The architectural advantages of the microkernel are evident in Kubernetes: In Borg, adding new subsystems is very complex, often requiring modifications to the Borg underlying code, and thus the new system is bound to Borg. In the case of Kubernetes, developers simply implement an Operator based on the SDK provided by Kubernetes and can add a new set of apis without paying attention to the underlying Kubernetes code. Argo and Kubeflow are both applications of operators. Any existing software can be easily integrated into Kubernetes through the Operator mechanism, so Kubernetes is very suitable as the underlying distributed operating system of public cloud. For this reason, Kubernetes was released in the middle of 2014, and after a year of growth in 2015, In 2016, Kubernetes became mainstream in the industry. For companies with no historical burden, Kubernetes is also used as the underlying system of internal cloud.
The end of the
In this article, we introduce the brief history of the development of stand-alone operating system, introduced the microkernel architecture in this historical process from rise to decline, also introduced the microkernel architecture in Kubernetes to revitalize the process. In general, technologies that are significantly ahead of their time may not succeed at the time they are proposed, but they will certainly take back their glory years later when The Times catch up. This is demonstrated by the different encounters of microkernel architectures in the era of stand-alone operating systems and cloud computing, and by the different encounters of deep learning in the era of low computing power and high computing power.
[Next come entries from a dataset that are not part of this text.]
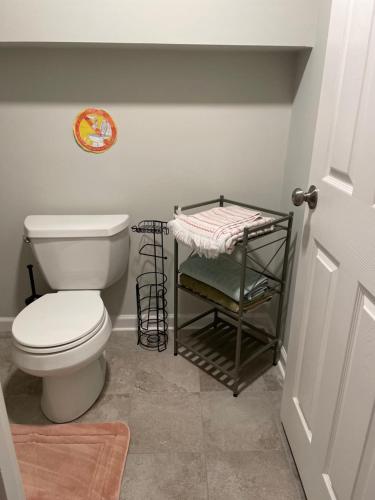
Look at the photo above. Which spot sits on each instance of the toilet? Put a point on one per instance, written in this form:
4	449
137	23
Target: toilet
62	336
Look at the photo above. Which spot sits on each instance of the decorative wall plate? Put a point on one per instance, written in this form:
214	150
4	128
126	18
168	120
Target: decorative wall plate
95	130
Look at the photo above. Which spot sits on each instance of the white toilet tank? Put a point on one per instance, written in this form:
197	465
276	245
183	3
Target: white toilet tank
79	252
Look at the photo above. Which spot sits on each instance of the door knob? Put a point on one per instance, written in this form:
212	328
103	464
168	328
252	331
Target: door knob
311	197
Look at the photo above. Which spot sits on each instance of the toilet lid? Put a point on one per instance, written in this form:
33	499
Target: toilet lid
59	318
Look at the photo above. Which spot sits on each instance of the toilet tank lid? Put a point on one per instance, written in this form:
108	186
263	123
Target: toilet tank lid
65	226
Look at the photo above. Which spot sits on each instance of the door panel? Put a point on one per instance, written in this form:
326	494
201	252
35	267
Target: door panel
318	315
354	408
328	407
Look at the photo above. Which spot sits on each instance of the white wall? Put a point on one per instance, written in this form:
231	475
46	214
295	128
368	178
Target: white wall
191	125
302	132
191	22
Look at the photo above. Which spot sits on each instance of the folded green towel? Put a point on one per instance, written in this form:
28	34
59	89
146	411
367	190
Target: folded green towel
224	274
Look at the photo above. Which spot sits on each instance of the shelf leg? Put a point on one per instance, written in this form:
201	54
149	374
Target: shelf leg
240	315
175	319
279	326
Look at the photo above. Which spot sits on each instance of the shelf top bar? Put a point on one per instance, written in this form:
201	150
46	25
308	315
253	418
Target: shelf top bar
225	200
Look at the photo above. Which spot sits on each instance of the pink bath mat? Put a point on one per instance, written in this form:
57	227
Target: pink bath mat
72	461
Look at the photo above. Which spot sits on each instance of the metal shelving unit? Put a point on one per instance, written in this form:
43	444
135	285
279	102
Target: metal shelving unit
151	288
228	344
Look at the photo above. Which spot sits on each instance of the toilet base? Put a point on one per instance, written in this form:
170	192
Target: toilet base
67	397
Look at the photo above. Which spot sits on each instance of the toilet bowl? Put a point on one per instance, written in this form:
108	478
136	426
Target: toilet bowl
61	337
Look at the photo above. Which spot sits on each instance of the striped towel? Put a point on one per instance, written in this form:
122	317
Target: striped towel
217	230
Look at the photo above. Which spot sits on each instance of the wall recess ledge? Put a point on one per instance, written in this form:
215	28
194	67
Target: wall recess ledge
213	23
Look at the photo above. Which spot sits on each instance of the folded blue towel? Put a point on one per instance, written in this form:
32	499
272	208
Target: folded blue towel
224	274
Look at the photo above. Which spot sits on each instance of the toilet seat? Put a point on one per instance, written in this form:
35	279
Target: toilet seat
59	322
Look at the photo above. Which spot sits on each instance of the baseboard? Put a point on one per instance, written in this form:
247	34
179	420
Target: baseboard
282	362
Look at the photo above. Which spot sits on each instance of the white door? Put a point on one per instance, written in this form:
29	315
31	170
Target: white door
328	407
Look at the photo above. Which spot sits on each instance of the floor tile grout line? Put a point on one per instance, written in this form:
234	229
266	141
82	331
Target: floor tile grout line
204	452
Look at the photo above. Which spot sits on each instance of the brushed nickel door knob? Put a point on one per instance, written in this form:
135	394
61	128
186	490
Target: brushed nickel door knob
310	197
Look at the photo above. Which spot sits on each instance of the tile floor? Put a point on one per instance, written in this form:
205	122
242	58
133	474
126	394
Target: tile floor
190	439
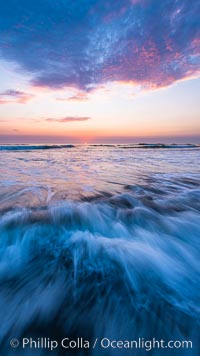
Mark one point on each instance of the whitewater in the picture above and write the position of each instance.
(100, 241)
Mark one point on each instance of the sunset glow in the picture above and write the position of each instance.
(99, 73)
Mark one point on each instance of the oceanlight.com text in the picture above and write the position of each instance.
(101, 343)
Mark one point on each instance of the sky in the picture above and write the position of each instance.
(99, 71)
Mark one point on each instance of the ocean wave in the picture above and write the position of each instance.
(32, 147)
(117, 267)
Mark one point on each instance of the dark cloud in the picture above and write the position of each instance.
(69, 119)
(14, 96)
(86, 43)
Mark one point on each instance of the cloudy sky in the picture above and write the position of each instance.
(99, 71)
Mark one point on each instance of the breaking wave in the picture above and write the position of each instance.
(122, 267)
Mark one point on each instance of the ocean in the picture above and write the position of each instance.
(99, 241)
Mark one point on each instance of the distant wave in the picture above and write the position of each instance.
(32, 147)
(148, 145)
(24, 147)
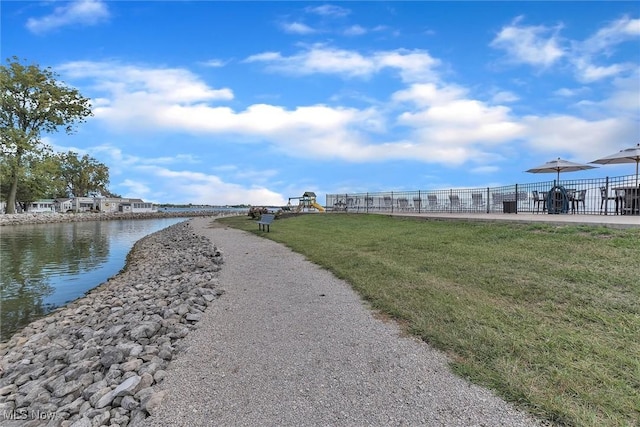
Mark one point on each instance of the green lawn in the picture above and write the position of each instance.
(547, 316)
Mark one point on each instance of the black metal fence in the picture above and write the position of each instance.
(606, 196)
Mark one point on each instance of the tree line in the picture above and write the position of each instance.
(34, 102)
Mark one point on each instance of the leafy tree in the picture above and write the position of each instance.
(83, 176)
(33, 102)
(39, 177)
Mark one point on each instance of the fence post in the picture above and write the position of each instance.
(488, 206)
(606, 201)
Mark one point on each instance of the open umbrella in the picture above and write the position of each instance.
(560, 165)
(628, 155)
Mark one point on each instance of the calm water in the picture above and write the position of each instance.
(44, 266)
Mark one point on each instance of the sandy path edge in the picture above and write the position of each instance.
(289, 344)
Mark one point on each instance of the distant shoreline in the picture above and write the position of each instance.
(44, 218)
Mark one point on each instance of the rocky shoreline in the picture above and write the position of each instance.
(98, 360)
(43, 218)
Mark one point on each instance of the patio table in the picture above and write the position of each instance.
(631, 200)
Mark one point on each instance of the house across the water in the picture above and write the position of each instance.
(88, 204)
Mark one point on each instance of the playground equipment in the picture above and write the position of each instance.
(306, 203)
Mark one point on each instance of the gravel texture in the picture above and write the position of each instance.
(289, 344)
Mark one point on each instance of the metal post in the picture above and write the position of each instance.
(606, 195)
(488, 208)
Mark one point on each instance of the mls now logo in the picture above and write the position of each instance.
(26, 414)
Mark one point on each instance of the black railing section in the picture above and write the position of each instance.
(598, 196)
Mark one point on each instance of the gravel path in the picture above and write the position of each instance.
(289, 344)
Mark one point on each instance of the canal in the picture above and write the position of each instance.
(45, 266)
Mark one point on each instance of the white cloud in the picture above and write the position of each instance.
(603, 43)
(355, 30)
(618, 31)
(214, 63)
(584, 140)
(504, 97)
(532, 45)
(297, 28)
(328, 10)
(411, 64)
(83, 12)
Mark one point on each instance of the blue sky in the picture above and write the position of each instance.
(213, 102)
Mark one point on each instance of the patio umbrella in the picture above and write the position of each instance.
(628, 155)
(560, 165)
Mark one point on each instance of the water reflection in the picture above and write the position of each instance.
(44, 266)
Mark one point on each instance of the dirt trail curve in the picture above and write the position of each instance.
(289, 344)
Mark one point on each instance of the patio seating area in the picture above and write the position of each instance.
(600, 196)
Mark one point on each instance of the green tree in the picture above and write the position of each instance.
(33, 102)
(83, 175)
(39, 177)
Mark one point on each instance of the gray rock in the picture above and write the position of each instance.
(127, 387)
(153, 401)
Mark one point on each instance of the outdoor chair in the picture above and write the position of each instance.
(432, 201)
(454, 201)
(577, 198)
(537, 199)
(477, 201)
(388, 202)
(605, 198)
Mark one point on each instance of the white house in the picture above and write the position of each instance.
(42, 206)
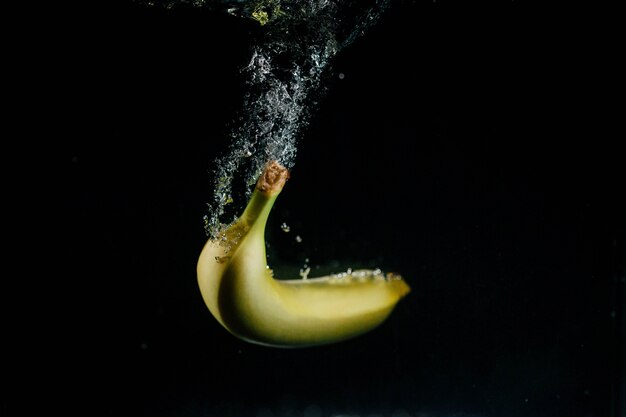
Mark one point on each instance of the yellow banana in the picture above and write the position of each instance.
(240, 291)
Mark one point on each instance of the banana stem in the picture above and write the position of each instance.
(269, 185)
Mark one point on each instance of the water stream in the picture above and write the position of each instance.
(288, 63)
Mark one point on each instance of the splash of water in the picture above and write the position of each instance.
(284, 77)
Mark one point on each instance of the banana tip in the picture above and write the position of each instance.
(273, 178)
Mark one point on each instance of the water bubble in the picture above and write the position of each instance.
(304, 273)
(283, 76)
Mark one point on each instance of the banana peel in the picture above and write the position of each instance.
(241, 292)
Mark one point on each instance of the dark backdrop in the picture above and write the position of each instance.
(465, 148)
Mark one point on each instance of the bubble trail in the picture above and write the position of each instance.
(284, 79)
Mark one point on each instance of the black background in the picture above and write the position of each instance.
(466, 148)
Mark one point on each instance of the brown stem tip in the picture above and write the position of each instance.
(273, 178)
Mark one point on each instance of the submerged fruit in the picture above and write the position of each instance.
(240, 291)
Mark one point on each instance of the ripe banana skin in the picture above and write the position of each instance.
(241, 293)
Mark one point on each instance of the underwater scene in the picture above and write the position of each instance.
(331, 208)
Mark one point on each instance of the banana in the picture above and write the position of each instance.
(241, 292)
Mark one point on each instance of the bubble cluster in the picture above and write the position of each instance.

It’s worth noting that After Kubernetes, Google introduced Fuchsia as a possible alternative to Android. Fuchsia is based on Zircon, which is based on C++, which is the microkernel architecture. It remains to be seen whether microkernels will have a Renaissance in mobile/iot operating systems, in addition to distributed operating systems, in the modern era of computing power explosion.
This article is based on a recent post wang Yi shared with the SQLFlow_ and _ElasticDL_ teams. Shen Junmo and Zhang Haitao, Wu Yi, Yan Xu, Zhang Ke. This summary explains how SQLFlow is a kubernetes-native distributed compiler, and why ElasticDL only makes distributed AI for Kubernetes. The authors of this article include the authors of Baidu Paddle EDL. Paddle EDL is a distributed computing framework based on PaddlePaddle and Kubernetes, which was contributed to the Linux Foundation in 2018
This article is the first “financial level distributed architecture” public account.